The saint converted to Christ the local city ruler named Rabul, who afterwards was consecrated a bishop and for 30 years occupied the bishop’s cathedra of the city of Edessa. Together with Rabul all the local inhabitants accepted Baptism, and before receiving the sacrament they burned their idols in the city square. Having confirmed the newly-converted in the Faith, Saint Alexander again went into the desert, where by chance he came upon a cave of robbers. Unafraid of the danger that threatened him, he preached the Gospel to them and urged them to repent. In fact, all the robbers did repent. They accepted holy Baptism, and they transformed their cave into a monastery, where they dwelt in prayer and penitence. Saint Alexander appointed an igumen for them, gave them a monastic rule, and he himself resettled still farther in the desert.
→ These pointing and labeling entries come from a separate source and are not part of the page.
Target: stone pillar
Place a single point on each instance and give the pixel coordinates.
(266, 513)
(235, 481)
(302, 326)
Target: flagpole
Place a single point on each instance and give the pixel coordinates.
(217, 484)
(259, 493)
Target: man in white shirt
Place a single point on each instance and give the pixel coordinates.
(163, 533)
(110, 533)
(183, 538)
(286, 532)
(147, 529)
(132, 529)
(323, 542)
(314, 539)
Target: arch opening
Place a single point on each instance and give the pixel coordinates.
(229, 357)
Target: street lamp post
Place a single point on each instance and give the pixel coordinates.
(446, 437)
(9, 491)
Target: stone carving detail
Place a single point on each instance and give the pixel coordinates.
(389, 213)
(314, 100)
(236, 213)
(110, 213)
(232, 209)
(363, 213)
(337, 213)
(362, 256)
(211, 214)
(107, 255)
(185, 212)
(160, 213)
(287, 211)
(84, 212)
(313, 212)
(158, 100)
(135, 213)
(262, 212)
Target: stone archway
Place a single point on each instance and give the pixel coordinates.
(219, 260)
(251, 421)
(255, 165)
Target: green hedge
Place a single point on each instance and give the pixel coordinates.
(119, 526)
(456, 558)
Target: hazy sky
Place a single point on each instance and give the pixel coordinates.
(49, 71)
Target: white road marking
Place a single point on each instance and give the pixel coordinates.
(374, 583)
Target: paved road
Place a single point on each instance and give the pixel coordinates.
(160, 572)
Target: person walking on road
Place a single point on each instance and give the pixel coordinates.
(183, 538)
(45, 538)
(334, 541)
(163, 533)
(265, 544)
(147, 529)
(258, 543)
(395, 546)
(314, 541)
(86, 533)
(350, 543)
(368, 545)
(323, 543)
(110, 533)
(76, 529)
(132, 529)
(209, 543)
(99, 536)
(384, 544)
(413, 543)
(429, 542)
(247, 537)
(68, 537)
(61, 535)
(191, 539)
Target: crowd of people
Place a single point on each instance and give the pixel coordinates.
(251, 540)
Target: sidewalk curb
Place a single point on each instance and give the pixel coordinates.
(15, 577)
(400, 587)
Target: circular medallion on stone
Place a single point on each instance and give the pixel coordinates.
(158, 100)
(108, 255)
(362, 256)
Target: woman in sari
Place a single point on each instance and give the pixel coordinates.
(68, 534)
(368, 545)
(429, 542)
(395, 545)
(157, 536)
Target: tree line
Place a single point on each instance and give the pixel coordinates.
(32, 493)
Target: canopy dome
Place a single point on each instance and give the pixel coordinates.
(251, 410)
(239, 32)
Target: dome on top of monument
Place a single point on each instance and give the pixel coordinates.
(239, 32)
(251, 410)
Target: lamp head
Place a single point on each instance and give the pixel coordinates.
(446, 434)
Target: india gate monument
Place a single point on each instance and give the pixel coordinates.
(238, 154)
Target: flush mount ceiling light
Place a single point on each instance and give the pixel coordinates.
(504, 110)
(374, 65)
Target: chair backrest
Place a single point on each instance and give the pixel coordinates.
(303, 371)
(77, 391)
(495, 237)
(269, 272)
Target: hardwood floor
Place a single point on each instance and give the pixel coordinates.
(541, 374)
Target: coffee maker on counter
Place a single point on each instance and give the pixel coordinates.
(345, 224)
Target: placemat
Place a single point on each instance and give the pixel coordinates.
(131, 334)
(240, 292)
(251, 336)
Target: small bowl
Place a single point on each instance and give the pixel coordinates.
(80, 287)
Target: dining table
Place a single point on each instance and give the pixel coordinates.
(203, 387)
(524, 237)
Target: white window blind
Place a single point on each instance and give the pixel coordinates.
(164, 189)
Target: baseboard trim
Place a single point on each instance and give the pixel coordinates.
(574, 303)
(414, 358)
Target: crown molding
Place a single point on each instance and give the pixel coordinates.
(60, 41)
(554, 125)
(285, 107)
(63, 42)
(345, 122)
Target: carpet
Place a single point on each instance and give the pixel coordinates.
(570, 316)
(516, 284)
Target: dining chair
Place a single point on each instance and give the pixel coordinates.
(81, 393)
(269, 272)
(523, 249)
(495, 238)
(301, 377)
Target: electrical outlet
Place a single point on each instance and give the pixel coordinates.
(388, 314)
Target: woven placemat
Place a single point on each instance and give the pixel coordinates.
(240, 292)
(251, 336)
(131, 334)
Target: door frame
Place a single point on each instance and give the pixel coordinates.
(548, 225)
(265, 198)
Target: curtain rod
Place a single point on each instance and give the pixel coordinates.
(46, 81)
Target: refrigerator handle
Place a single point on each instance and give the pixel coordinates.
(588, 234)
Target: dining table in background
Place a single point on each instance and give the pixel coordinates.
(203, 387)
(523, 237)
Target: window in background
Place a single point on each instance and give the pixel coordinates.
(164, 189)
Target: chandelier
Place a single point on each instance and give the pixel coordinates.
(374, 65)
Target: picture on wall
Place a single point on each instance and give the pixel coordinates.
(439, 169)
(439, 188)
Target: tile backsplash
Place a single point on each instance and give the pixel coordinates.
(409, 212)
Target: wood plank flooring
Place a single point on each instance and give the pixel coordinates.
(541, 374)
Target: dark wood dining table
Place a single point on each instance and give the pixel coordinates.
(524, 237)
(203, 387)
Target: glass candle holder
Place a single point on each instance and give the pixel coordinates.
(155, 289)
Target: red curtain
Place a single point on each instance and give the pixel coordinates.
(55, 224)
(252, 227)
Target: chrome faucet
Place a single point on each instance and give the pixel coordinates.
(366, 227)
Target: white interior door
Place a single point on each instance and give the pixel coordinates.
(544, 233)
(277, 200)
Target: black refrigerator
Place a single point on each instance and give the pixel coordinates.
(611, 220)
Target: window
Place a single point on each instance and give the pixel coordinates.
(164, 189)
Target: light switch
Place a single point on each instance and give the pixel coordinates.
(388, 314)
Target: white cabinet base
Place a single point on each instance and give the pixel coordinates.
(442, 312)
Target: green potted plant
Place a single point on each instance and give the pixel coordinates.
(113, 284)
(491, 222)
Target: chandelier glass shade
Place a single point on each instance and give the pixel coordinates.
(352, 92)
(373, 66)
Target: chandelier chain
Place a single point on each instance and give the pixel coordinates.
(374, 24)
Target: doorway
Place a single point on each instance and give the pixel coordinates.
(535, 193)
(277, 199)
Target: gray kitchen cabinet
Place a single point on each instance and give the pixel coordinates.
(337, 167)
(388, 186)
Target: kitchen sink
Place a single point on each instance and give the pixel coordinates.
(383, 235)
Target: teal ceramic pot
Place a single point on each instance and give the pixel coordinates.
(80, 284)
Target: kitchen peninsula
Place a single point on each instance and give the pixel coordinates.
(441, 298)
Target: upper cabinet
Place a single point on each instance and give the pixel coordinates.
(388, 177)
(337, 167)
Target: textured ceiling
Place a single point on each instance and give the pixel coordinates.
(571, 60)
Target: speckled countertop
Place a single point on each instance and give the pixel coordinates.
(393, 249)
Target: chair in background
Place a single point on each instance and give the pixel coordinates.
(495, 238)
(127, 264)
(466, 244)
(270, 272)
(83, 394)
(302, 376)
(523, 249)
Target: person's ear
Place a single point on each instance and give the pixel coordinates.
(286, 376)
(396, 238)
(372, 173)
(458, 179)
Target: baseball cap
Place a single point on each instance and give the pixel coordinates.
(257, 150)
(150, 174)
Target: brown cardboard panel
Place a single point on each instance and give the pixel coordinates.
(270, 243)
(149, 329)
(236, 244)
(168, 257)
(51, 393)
For several years he lived in complete solitude. But even there lovers of solitude began to flock to the monk. A monastery emerged, numbering 400 monks. Desiring at this monastery to establish uninterrupted praise to the Lord, the monk prayed for three years, that the Creator would reveal to him His will, and having then received the revelation, he initiated at the monastery the following order: all the monks were divided into 24 watches of prayer. Changing shifts each hour, day and night they sang in two choirs the Psalms of David, interrupting this only for the times of the divine services. The monastery received the name “ the Unsleeping Ones,” because the monks sang praise to God throughout the day and night.
Saint Alexander guided the monastery on the Euphrates for twelve years. Afterwards, leaving one of his disciples, the experienced Elder Trophimus as its igumen, he set out with some chosen brethren through the cities bordering on Persia, preaching the Gospel among the pagans. After this missionary journeying, Saint Alexander lived with his monks for a certain while at Antioch. There he built a church for the city-dwellers, and a home for the sick and homeless with the money that charitable Antiochians put at his disposal. However, through the intrigues of the jealous, Saint Alexander was compelled to move to Constantinople.
Here he founded a new monastery, in which he also initiated a monastic rule of “unceasing vigilance.” Saint Alexander and his monks suffered at Constantinople under the Nestorian heretics, enduring beatings and imprisonment. After this, when the storm of unrest abated, Saint Alexander spent the last days of his life at the Constantinople monastery he founded. He died in extreme old age in about the year 430, after 50 years of incessant monastic effort. He is also commemorated on February 23.